Mera, yaylak ve kışlak gibi kamunun hizmetine terk ve tahsis edilen hizmet mallarının mülkiyeti hazineye ait olup, el atmanın önlenmesi davası dinlenemez.
H. ile M. ve A. aralarındaki el atmanın önlenmesi davasının kabulüne dair T: Asliye Hukuk Hakimliği’nden verilen 14.5.203 gün ve 23/9 sayılı hükmün Yargıtay’ca incelenmesi davalı M tarafından süresinde istenilmiş olmakla, dosya incelendi, gereği düşünüldü:
Davacı D, dava dilekçesinde mevkii ve sınırları yazılı taşınmaza davalılar tarafından yapılan müdahalenin önlenmesine karar verilmesini istemiştir.
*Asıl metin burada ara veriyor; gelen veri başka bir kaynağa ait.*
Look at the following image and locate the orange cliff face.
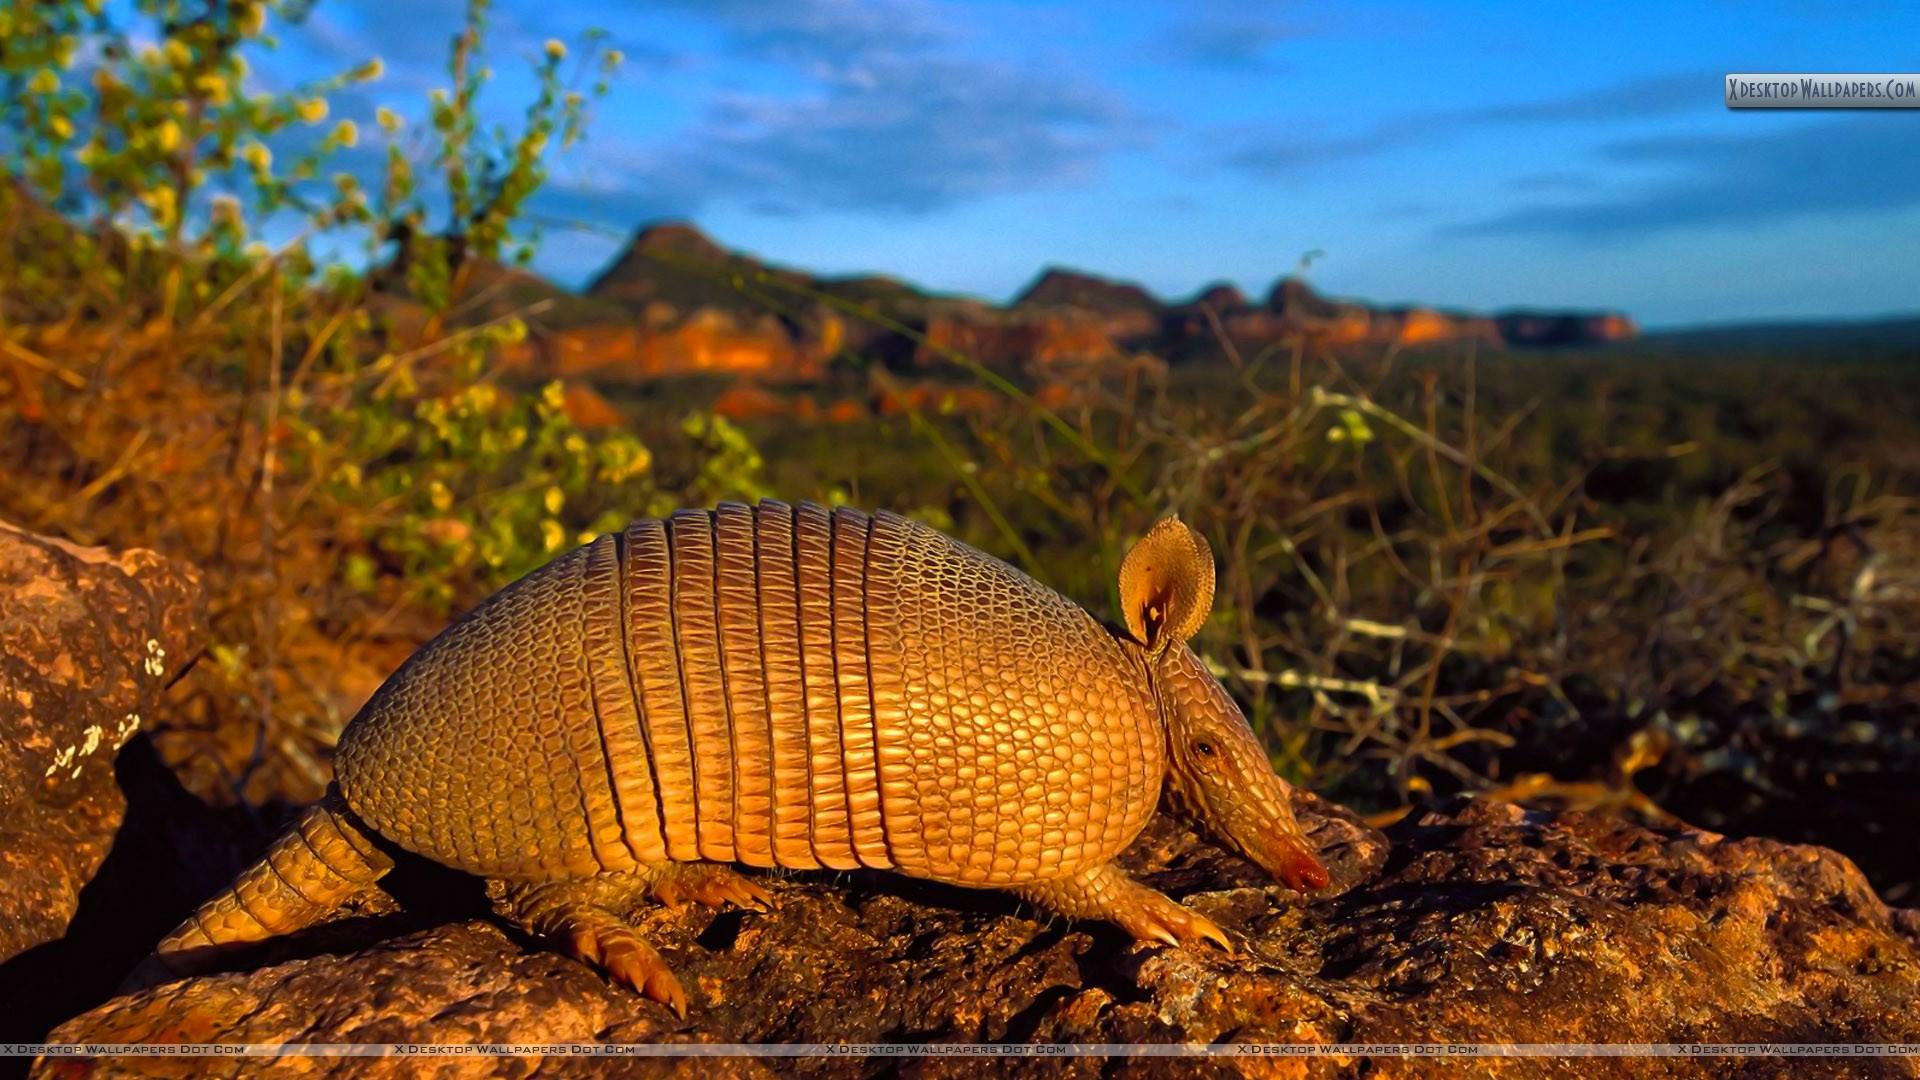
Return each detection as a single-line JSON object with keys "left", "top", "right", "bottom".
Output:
{"left": 914, "top": 310, "right": 1123, "bottom": 374}
{"left": 502, "top": 309, "right": 831, "bottom": 383}
{"left": 483, "top": 222, "right": 1637, "bottom": 387}
{"left": 1393, "top": 308, "right": 1502, "bottom": 346}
Davalılar, dava konusu taşınmazın mera olduğunu B, K Köyleri halkı ile E, Y, K ve D Mahalleleri sakinleri tarafından kullanıldığını ve davanın reddini savunmuşlardır. Mahkemece, davanın kabulüne karar verilmesi üzerine; hüküm, davalılardan M tarafından temyiz edilmiştir.
Dava, tapusuz taşınmaza yapılan el atmanın önlenilmesi isteğine ilişkindir. Davacı, her ne kadar taşınmazı 20.10.2000 günlü harici senetle İ.’den, davalı ise 1969 yılında M.’den satın aldıklarını ve zilyet olduklarını, taşınmazın “çayır” olması nedeniyle biçilen otundan yararlandıklarını bildirmiş iseler de; keşifte dinlenen yerel bilirkişiler ve tanıkların, uyuşmazlık konusu taşınmazın “mera” olduğunu B ve K Köyleri ile E,Y,K ve D Mahalleleri sakinleri tarafından hayvanlarını yaymak suretiyle kullandıklarını, yazın yayla olarak yararlandıklarını, sakinlerin merayı kendi aralarında bölüştüklerini, bu nedenle “çayır” niteliğinde olan ve kendilerine düşen bu gibi yerlerin otunu biçtiklerini ve bu biçimde kullanımın ve yararlanmanın sürdürüldüğünü açıkladıkları, taşınmazın mera olduğu temyiz edenin keşif tutanağına geçen beyanı ile de doğrulandığı, mera, yaylak ve kışlak gibi kamunun hizmetine terk ve tahsis edilen hizmet mallarının mülkiyetinin Hazineye, yararlanma hakkının ise onu kullananlara ait olduğu, bu bakımdan tarafların taşınmaz üzerindeki mülkiyet hakkı iddia ve savunmalarının dinlenme olanağının bulunmadığı belirlendiğine göre, toplanan deliller karşısında davanın reddine karar verilmesi gerekirken, davanın kabulüne karar verilmiş bulunması usul ve yasaya aykırıdır.
Davalı M. temyiz itirazları bu bakımdan yerinde bulunduğundan kabulü ile yerel mahkeme hükmünün açıklanan nedenlerle BOZULMASINA, 22.9.2003 tarihinde oybirliğiyle karar verildi.